Not so.  Unreason has gripped the minds of a significant minority in Congress, and the minds of those who sent them there.

But on with the article.  At first glance it would seem that business reluctance to invest and spend is fear of ‘chaos.’  Mebe.  There’s also the issue of budget cuts.  That is, the Federal government will spend less.  On what? Blankets for the homeless?  No.  More to the point are the major purchases from these very, now skittish, companies — who have been funding the United States Chamber of Commerce and contributing to campaign funds all calling for smaller — that is, less spending– government.

The very scrawny chickens are coming home to roost.

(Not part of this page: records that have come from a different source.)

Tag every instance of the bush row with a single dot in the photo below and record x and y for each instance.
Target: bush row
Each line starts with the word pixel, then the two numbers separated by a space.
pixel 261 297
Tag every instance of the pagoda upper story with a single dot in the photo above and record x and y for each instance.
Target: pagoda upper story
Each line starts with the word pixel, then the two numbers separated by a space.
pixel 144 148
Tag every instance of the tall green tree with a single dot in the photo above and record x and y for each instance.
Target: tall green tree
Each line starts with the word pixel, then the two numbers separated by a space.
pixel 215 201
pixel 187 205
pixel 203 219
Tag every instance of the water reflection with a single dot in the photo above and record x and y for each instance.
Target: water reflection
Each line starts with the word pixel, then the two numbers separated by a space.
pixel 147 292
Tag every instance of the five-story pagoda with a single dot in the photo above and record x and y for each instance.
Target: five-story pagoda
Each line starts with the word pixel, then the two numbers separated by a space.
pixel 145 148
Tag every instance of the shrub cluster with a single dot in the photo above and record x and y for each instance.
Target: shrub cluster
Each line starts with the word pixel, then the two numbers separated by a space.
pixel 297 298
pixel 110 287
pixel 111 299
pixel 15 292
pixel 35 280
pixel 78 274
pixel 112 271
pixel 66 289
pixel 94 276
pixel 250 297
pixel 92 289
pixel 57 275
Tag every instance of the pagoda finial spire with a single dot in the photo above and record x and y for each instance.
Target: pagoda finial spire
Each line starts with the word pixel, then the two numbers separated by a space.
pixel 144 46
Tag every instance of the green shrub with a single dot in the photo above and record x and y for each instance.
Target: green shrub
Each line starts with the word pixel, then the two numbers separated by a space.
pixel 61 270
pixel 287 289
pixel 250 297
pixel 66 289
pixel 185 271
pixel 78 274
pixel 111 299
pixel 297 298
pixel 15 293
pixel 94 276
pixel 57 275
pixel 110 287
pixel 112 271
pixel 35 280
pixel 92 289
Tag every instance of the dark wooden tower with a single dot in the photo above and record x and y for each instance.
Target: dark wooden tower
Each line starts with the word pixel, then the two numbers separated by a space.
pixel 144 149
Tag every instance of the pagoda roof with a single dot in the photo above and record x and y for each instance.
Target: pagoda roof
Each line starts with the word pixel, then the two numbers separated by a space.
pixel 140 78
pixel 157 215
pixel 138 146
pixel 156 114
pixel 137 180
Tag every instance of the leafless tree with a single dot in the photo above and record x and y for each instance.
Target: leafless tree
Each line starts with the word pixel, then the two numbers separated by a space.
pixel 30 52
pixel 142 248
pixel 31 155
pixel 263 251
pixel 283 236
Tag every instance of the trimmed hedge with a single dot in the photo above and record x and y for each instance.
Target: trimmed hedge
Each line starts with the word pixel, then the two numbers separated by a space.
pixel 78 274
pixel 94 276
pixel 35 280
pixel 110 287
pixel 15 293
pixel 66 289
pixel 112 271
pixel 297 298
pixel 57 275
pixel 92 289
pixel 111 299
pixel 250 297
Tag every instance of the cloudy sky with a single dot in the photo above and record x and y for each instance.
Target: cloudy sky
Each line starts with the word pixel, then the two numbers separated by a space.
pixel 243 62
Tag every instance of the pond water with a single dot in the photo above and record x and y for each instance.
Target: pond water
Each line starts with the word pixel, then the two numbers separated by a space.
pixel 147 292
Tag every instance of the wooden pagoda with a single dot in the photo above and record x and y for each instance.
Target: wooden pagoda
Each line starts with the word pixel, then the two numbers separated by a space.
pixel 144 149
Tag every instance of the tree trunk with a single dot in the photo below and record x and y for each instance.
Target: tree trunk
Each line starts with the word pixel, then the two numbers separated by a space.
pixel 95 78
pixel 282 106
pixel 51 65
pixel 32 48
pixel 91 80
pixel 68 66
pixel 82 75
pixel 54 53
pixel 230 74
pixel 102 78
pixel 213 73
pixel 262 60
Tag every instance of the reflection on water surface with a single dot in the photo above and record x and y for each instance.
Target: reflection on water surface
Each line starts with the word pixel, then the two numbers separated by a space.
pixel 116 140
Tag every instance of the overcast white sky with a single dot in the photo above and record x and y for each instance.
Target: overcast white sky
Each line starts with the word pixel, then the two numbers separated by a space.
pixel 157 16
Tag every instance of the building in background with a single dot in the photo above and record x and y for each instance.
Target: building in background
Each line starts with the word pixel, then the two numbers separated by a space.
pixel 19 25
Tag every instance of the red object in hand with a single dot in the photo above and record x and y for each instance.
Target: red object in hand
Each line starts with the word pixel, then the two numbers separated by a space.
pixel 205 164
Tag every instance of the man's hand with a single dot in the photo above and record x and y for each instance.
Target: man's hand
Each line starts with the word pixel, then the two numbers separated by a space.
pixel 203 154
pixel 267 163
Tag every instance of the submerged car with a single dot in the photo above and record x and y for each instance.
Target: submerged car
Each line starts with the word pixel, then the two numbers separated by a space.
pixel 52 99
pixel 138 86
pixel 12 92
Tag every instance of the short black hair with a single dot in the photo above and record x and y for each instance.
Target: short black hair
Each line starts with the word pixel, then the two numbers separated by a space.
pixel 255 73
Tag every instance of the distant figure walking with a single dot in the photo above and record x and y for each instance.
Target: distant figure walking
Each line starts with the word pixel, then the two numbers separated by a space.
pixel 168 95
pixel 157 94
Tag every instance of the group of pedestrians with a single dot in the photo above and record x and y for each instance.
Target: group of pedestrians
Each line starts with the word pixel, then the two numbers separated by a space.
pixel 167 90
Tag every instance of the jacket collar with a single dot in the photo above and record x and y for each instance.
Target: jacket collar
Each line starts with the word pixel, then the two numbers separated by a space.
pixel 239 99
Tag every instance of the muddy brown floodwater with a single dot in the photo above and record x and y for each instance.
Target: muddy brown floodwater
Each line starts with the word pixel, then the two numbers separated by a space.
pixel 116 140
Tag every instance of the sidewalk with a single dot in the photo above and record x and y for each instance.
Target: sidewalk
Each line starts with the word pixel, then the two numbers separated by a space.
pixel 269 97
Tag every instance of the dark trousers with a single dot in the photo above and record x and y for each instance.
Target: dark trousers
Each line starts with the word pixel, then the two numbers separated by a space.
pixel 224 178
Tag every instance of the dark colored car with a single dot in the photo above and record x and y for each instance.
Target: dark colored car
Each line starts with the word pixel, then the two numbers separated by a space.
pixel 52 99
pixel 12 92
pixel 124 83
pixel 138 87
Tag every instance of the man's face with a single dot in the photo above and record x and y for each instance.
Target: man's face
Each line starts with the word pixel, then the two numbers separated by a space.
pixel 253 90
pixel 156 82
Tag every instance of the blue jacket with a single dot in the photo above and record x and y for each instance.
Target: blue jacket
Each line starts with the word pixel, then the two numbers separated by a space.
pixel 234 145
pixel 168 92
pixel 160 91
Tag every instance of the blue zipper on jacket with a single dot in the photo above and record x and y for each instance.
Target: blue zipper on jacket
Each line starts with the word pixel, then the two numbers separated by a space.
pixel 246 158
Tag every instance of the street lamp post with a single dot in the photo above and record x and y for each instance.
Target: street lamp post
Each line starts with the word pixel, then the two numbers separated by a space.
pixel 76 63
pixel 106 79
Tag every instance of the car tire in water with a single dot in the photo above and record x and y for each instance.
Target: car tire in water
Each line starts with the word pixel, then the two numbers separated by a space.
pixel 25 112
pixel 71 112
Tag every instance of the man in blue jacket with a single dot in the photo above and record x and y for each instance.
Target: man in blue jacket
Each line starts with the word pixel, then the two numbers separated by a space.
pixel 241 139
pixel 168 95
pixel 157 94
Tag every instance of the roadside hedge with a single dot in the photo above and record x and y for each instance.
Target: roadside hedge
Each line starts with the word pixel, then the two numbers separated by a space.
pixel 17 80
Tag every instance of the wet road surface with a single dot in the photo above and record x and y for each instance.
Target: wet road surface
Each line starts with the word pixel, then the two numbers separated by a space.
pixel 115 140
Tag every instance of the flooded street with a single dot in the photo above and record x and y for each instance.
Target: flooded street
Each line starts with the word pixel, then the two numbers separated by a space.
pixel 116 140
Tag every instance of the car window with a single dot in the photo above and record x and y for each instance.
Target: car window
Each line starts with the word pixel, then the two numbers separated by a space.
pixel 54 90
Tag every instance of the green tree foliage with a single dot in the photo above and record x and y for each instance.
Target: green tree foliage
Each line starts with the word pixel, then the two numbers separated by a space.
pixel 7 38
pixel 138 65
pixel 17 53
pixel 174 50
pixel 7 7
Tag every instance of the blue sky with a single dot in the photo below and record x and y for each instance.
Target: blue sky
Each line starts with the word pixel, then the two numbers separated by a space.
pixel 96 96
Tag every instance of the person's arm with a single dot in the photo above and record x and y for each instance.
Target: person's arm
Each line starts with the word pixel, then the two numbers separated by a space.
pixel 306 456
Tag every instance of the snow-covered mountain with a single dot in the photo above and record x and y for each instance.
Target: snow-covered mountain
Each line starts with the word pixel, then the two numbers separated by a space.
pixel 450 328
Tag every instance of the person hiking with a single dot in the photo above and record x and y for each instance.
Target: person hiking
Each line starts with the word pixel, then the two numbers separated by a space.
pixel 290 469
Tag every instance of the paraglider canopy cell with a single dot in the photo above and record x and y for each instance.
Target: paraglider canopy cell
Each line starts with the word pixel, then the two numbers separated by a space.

The NY Times lead editorial on Monday, picked up on the problem:

 Republican lawmakers demanded the cuts last year as part of their brinkmanship over the debt ceiling, and business lobbies have generally supported slashing the deficit. But now that the cuts are imminent, corporate executives seem to have realized that the last thing the economy needs is a large budget cut across the board.


as did Duncan Black in his Atrios costume. 

Their waking up to worries about federal government spending cuts is not simply due to Keynesian concerns about aggregate demand and the potential for recession, but because they’re seeing their federal contract gravy train disappear.